Over the last few years we’ve seen the Internet community applying social network analytics to solve a growing number of consumer problems; from social search to influence analysis to social recommenders — the big boys, such as Facebook, Google, and Amazon, and a plethora of niche vendors, such as Klout, Peerindex, Topsy, Kred, etc. On the other hand we have seen a paltry adoption of social network analytics within the enterprise. What makes this particularly frustrating — hence the rant! — is that the enterprise is the perfect environment for such analysis.
Unlike the Internet which is an open domain, that is semantically ambiguous, and where identity resolution is a sometimes unsolvable problem; the enterprise is a closed, relatively unambiguous environment, with just oodles of context. Now none of this is rocket science, so why the rant?
Over the last year I have been looking at some alternatives to traditional enterprise search, specifically looking at social recommenders. The more I compare these approaches the more convincing social network analytics becomes. Let’s just face it enterprise search sucks! Ok, that may be a bit harsh but I’ve yet to meet anyone who honestly believes that enterprise search is better than Internet search. And that is me being polite, normally the response to the question is much more colorful. One of the major reasons it sucks is because of the lack of link analysis and the high volumes of traffic that combine so beautifully in the Internet scenario. However, all the reasons that make Enterprise Search Suck! make Enterprise Social Recommenders Rock!
- The diversity of content sources, structured data, and business processes, provide a massively rich set of data for providing highly targeted and business relevant recommendations.
- The disambiguation challenge, which is a significant problem on the Internet, is generally not an insurmountable issue in the enterprise; firstly people tend to have consistent userids across applications, and secondly terminology if not totally consistent is generally relatively well understood.

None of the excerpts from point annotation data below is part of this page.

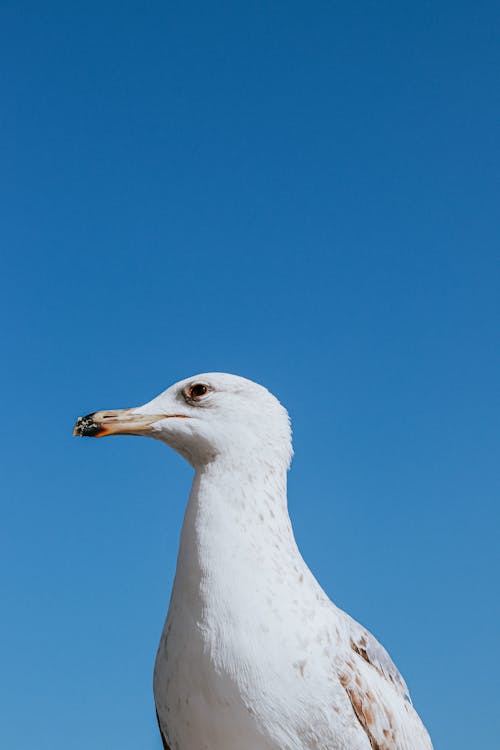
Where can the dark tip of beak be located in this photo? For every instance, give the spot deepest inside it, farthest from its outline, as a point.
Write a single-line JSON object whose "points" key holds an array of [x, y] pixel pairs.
{"points": [[86, 427]]}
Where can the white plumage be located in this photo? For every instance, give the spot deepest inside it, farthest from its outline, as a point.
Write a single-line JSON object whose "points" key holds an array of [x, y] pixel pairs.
{"points": [[253, 655]]}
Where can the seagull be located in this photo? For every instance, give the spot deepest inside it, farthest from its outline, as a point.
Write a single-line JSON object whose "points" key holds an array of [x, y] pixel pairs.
{"points": [[253, 654]]}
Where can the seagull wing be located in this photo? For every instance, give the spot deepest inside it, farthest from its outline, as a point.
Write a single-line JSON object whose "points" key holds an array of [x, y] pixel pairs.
{"points": [[378, 694]]}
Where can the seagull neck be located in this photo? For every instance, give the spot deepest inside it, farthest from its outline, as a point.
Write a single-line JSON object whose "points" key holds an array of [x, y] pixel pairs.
{"points": [[247, 487], [234, 514]]}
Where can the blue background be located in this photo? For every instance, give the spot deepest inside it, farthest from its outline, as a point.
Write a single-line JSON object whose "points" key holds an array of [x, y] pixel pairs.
{"points": [[302, 193]]}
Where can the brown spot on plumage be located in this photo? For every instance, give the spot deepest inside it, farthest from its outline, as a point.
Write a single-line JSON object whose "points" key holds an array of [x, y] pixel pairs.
{"points": [[366, 709]]}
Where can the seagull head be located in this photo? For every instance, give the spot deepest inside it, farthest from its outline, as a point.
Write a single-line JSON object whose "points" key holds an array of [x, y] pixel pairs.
{"points": [[204, 418]]}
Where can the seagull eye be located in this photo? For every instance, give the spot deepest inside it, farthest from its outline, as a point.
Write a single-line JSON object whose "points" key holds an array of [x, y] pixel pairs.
{"points": [[197, 391]]}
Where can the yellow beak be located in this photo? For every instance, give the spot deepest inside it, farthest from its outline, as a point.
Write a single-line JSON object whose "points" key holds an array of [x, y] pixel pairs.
{"points": [[117, 422]]}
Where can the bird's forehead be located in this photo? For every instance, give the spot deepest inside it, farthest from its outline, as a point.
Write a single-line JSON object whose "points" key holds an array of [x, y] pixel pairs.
{"points": [[220, 381]]}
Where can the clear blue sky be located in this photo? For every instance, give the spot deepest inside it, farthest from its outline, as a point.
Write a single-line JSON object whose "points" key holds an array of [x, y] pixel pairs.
{"points": [[302, 193]]}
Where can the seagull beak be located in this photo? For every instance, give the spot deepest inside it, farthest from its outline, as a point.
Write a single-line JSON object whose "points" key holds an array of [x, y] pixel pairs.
{"points": [[116, 422]]}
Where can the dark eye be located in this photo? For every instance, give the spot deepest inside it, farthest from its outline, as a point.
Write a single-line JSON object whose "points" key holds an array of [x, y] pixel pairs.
{"points": [[198, 390]]}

- Its not creepy, as we are just tracking boring work stuff and not what you had for breakfast, where you get your morning coffee, or what you spent on your credit card last month.
- The objective within the enterprise is to help you be more productive, and not to exploit you by bombarding you with products you don’t want or need.
If we could just start to use the disparate data that is languishing across our corporate databases, content repositories, and business applications, to feed our enterprise social semantic networks, then we could completely transform the face of knowledge acquisition and sharing. We are missing a huge opportunity!!!